Flipkart’s valuation has been marked down by 27% by one of its investors, on the back of a slowdown in funding for start-ups and Internet companies. In the listed space, shares of Just Dial Ltd have fallen by 40% in the past year.

It’s interesting to note, then, that shares of Info Edge (India) Ltd have corrected by only 7% in the past year, which is far better than the 12% fall in the Nifty 500 index. What sets it apart?

To start with, Info Edge’s flagship recruitment business, largely under Naukri.com, boasts of a steady performance. In the first three quarters of the current financial year, growth in the recruitment business averaged 19.6%. What’s more, pre-tax margin in the segment has been around 50%. And the business generates a decent amount of cash; apart from its high profit margins, Info Edge operates on negative working capital, thanks to stringent collection norms. The top 10% of its customers contribute to nearly 60% of total business, which lends a fair amount of stability to its revenue stream.

The profit of the recruitment business is large enough to absorb the losses in smaller businesses, such as the real estate classifieds business under 99acres.com and the matrimonial classifieds business. The real estate business has been under pressure owing to high competition and the slowdown in the real estate segment.

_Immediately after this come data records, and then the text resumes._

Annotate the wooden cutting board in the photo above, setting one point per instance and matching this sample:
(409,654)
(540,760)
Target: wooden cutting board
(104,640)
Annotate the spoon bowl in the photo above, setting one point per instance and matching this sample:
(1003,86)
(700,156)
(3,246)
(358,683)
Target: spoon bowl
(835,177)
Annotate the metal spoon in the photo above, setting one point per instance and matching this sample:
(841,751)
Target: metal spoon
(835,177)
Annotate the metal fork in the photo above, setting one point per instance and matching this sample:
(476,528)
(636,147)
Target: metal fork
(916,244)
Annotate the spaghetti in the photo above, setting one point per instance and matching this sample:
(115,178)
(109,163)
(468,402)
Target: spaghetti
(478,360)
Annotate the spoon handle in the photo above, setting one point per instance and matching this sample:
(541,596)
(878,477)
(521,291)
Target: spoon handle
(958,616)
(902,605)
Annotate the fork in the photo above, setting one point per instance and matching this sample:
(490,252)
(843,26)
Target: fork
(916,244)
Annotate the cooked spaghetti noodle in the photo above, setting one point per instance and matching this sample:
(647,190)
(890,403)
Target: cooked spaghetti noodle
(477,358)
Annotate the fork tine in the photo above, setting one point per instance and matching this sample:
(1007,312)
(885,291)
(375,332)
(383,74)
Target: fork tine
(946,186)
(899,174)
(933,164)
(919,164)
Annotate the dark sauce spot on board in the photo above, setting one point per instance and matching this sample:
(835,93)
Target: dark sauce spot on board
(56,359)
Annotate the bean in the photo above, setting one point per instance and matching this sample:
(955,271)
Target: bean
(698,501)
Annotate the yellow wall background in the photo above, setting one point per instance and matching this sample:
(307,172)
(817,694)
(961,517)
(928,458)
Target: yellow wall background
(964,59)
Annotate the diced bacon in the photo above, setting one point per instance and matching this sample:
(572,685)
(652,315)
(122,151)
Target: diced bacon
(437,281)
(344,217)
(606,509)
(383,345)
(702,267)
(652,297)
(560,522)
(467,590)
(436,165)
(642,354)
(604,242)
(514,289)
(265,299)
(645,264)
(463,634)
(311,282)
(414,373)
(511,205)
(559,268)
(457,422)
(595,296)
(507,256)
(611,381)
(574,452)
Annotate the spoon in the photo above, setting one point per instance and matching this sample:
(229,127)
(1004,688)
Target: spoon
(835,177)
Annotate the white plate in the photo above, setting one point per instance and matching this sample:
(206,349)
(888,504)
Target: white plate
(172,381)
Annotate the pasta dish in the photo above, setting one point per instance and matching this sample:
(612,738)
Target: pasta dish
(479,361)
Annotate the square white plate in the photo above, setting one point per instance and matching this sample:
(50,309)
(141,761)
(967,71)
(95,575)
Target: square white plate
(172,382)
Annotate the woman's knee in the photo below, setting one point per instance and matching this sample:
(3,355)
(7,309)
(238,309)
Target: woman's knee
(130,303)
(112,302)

The silver lining is that it continues to have leadership in the segment, and competition from later entrants, such as Housing.com and Commonfloor.com, has eased.

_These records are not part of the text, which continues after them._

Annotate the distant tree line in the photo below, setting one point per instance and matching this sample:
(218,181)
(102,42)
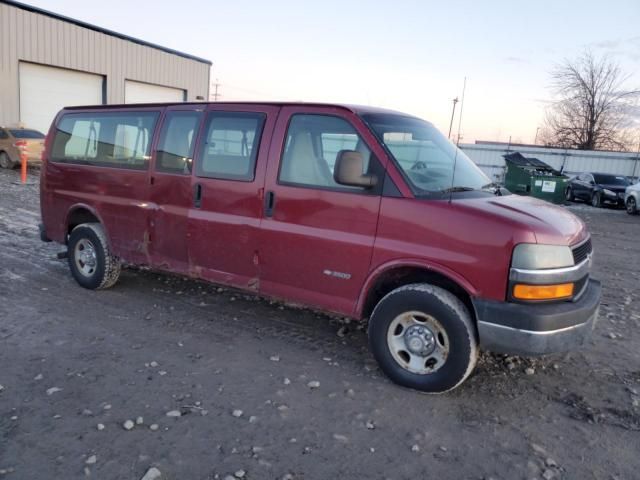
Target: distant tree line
(592,108)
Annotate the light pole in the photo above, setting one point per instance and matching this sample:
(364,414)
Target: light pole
(453,112)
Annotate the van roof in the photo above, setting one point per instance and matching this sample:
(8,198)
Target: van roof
(358,109)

Info Edge has also been fortunate to have been an early stage investor in Zomato Media Pvt. Ltd, the restaurant search and review website. According to its disclosures, it has invested around $70 million in the company and now has a 47% stake in the company. In its last round of funding, Zomato was valued at $1 billion by Temasek last September. Of course, Zomato’s valuation estimates, too, may have toned down since then, although investors have so far ignored this.

But this seems to be because the value of the recruitment business itself, along with the cash on the company’s books, adds up to a substantial amount.

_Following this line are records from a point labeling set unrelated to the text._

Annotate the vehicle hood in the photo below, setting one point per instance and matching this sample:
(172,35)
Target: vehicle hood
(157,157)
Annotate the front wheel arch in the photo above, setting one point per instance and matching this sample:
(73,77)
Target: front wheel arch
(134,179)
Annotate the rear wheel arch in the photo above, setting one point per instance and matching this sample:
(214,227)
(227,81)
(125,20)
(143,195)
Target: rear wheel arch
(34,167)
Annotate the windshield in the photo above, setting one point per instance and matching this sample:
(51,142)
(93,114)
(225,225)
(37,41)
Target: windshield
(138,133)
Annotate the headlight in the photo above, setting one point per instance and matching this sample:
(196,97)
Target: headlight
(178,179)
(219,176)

In contrast, in Just Dial’s case, growth in the core classifieds business has come down materially in the past two quarters. And unlike Naukri, Just Dial faces tough competition from some sector specialists such as Practo.com in the healthcare space.

Arya Sen, an analyst at Jefferies India Pvt. Ltd, pointed out in a 28 January note to clients: “Just Dial’s revenue growth decelerated to only 11% in 3Q (versus 20% in 2Q and 25-30% guided by management at the beginning of the year) and is a significant disappointment in our view. It points to a slowdown in the legacy search business and is likely a result of the high customer churn rate of 40%."

The drop in its valuation, therefore, is not only because of the disappointment with its e-commerce plans, but also because of a slowdown in the core business.

In Info Edge’s case, the prospects of the core business are pretty much intact. Of course, having said all this, if valuations in the space continue to take a hit, Info Edge may follow suit as well.